UN chief warns of full-blown military escalation over Syria attacks
As US President Donald Trump is said to be considering a full scale ground assault against the Syrian administration of President Bashar al-Assad, the top UN official has decried the onset of a new global Cold War and warned against “full-blown military escalation” in the war-torn region, APA reports quoting Sputnik.
Following air strikes launched at Syria by a US-led coalition including France and the UK as a response to a purported chemical weapons attack on civilians by forces loyal to Assad, United Nations Secretary-General António Guterres has warned that further aggressive moves by the West risk a "full-blown military escalation" in the region, according to the Independent.
UN chief Guterres also observed that the "Cold War is back with a vengeance," cited by The Guardian.

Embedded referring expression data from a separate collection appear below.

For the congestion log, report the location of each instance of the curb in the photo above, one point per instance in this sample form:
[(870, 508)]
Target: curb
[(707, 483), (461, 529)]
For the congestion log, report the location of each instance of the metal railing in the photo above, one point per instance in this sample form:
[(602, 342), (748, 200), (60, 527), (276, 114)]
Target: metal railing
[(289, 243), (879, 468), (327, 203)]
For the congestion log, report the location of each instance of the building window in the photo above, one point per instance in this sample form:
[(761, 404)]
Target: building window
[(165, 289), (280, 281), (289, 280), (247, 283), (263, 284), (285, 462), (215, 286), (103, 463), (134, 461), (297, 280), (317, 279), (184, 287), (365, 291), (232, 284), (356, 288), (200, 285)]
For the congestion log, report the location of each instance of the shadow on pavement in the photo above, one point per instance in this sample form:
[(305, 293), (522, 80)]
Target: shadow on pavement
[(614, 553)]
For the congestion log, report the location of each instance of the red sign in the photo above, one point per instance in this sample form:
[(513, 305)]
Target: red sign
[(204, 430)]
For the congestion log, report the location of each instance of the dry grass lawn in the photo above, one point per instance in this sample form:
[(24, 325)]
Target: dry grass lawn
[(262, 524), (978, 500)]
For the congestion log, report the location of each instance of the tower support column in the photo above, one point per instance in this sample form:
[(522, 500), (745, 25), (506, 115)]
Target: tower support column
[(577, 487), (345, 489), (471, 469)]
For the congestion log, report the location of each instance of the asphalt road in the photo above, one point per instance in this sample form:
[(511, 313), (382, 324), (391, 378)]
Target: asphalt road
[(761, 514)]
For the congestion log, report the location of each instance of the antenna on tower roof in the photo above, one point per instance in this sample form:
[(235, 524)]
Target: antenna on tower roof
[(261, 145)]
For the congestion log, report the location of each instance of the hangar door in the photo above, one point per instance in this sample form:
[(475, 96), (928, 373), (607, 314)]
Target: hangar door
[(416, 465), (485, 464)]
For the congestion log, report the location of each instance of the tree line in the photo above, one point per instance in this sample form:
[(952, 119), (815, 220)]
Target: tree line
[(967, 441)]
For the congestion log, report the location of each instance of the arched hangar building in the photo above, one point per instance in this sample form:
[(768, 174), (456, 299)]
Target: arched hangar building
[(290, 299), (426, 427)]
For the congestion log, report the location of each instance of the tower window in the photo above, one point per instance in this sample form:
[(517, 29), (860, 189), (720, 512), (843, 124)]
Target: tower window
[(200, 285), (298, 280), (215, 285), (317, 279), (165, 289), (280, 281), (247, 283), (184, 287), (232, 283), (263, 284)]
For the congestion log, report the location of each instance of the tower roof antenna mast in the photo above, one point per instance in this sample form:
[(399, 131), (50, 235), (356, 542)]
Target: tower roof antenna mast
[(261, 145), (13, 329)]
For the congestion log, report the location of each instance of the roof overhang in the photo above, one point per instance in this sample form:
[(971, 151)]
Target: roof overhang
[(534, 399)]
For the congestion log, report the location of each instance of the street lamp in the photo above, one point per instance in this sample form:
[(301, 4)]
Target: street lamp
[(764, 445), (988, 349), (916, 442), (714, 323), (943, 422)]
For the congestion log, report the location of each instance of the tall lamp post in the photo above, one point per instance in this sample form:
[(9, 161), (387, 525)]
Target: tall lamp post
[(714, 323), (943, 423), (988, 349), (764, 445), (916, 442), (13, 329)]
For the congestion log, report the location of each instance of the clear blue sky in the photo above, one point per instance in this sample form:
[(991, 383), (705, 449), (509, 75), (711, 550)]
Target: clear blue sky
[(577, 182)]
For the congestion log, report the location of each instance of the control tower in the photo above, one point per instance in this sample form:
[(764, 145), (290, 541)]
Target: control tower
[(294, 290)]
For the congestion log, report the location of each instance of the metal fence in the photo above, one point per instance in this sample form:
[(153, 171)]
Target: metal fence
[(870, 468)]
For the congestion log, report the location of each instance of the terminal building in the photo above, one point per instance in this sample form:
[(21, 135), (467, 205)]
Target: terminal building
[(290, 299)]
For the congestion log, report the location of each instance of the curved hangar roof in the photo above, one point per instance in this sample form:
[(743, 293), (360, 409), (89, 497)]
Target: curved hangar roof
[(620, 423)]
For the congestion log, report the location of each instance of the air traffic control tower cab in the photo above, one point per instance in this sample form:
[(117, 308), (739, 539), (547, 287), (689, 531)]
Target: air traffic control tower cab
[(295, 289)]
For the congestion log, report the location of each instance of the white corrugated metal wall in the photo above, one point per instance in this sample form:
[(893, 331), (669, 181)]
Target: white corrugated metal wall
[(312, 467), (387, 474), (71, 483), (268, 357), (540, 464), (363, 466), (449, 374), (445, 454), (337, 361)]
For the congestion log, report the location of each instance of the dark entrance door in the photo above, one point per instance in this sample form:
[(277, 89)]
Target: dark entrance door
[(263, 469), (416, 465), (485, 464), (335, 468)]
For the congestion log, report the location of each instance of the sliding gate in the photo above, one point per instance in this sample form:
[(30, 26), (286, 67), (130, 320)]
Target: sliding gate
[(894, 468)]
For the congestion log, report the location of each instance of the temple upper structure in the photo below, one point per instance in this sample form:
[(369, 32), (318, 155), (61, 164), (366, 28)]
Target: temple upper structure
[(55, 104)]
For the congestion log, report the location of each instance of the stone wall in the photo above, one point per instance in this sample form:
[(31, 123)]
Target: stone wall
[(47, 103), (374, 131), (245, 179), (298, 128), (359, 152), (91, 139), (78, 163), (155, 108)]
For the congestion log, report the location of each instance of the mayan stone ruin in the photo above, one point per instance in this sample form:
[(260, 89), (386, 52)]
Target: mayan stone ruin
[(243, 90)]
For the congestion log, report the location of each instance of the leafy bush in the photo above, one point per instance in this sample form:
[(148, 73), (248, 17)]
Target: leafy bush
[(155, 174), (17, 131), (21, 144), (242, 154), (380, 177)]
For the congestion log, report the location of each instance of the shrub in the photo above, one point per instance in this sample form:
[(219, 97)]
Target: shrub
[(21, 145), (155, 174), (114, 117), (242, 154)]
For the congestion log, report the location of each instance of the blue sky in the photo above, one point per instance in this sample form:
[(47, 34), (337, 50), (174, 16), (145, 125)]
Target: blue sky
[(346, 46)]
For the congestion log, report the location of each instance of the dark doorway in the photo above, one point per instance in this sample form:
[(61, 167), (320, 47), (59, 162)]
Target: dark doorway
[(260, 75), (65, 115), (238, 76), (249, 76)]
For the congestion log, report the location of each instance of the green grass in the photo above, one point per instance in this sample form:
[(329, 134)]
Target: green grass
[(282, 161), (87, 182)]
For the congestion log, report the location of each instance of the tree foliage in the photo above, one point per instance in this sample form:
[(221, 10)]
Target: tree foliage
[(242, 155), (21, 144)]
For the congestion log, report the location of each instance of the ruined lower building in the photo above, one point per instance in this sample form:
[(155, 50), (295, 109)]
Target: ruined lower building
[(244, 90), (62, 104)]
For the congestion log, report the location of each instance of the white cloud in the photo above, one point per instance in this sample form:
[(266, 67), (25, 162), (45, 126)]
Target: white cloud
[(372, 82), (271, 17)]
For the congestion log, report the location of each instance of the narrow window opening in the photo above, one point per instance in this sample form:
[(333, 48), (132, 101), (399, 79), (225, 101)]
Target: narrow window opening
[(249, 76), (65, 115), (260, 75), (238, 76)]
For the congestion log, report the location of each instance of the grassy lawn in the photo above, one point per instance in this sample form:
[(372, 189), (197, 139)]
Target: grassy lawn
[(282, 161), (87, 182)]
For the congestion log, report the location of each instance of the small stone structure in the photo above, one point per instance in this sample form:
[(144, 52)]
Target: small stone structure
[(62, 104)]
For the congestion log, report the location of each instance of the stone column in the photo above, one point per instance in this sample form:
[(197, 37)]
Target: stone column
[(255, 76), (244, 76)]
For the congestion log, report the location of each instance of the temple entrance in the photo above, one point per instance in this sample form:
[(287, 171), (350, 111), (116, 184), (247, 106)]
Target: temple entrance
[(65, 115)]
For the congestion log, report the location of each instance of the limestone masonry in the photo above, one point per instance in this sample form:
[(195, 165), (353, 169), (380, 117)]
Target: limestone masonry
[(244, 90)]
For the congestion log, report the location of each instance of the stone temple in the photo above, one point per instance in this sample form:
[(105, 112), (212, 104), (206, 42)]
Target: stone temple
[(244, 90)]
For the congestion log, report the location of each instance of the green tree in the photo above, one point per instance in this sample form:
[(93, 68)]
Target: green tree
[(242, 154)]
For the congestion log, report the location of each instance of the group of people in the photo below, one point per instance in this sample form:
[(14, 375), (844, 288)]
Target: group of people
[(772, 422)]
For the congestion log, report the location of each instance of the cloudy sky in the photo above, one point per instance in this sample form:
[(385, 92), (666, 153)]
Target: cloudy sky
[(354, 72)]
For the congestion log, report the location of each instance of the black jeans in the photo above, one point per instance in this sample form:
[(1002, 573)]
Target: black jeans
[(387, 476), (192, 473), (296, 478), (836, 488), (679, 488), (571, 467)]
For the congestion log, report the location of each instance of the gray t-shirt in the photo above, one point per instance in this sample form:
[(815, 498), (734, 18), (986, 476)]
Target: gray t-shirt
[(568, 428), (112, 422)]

As fact and guesswork regarding who is responsible and what, precisely, occurred, are lumped together to justify the punishing predawn missile attack by the US and its allies on several locations inside Syria, one of the poorest nations in the Middle East again reels as its seven-year war continues, with no end in sight.
While addressing a fourth United Nations Security Council (UNSC) meeting this week regarding new developments in the Syrian war, Guterres stated that "increasing tensions and the inability to reach a compromise in the establishment of an accountability mechanism threaten to lead to a full-blown military escalation," cited by Euronews.com.
The UN chief asserted that belligerents must agree on a method to independently verify whether a chemical attack on civilians occurred on April 7, allegedly killing an estimated 60 people and injuring up to 500 in the Syrian town of Douma.
Guterres stated that, "the Cold War is back with a vengeance, but with a difference. The mechanisms and the safeguards to manage the risks of escalation that existed in the past no longer seem to be present," according to a report by the BBC.
In the course of a punishing seven-war war, Syrians continue to face a "litany of horrors," Guterres stated, while calling for a humanitarian pause in the ongoing conflict that has seen over 500,000 killed, 7 million displaced from their homes and more than 13 million at risk from starvation and lack of basic human needs including medicine, housing and drinkable water.
Large numbers of Syrian refugees fleeing the conflict have entered Europe, stirring a backlash of nationalism in several countries whose administrations have openly supported increased military actions in the war-torn Middle Eastern nation.